Enterprises are starting to adopt streaming data analytics to provide insight that adapts to new data, often in real time. This goes beyond traditional analytics that operate on batches of data to provide more reactive insight.
The technology is still in its early days, but enterprises are excited about providing more actionable insight to managers and frontline workers and better applications for users.
"Capturing, integrating, analyzing and archiving data streams is much more complex than creating pipelines for batch data at rest," said Torsten Volk, managing research director at Enterprise Management Associates.
Watching data in motion
Streaming data analytics is like trying to analyze how cars work by standing next to a highway watching traffic, compared to examining those same cars in a parking lot. Not only do you not get a good long look at each car in traffic, you also need to constantly switch your attention from one car to another.

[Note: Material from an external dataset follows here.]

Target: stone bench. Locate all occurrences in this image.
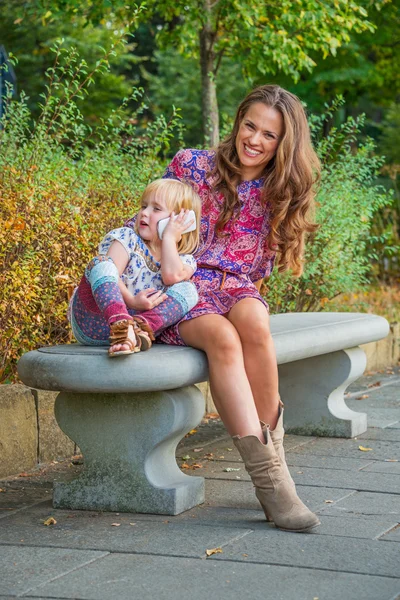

"Enterprise data analysts face similar challenges when it comes to integrating and synchronizing streaming data, often from highly dynamic sources such as application containers, IoT sensors or edge devices," Volk said.
Pulling off this challenge requires a whole new set of technologies and human skill, as in addition to dealing with "moving cars" you also need to think about how to accommodate the much more dynamic character of these data streams.
For example, containers can quickly spawn, move or shut down in different clouds or data center locations, while sensors can be added, enhanced, replaced or removed without notice. Additionally, an edge device could deal with patchy connectivity.
"Building dynamic data pipelines to deal with this constant change is a nontrivial task," Volk said.
Volk sees containers, IoT and edge computing as three key drivers to streaming analytics as all three disciplines continuously create increasingly broad streams of operational data. Capturing and correlating these data points often makes the difference between excellent and disastrous decisions or problem responses.
For example, with Kubernetes containers, the more complex container clusters become, the harder it becomes for IT admins to get to the root cause of issues through static log analytics, as these logs often do not capture the early indicators of a problem. Streaming analytics catches these indicators by looking at everything that is going on between and during the time logs are created.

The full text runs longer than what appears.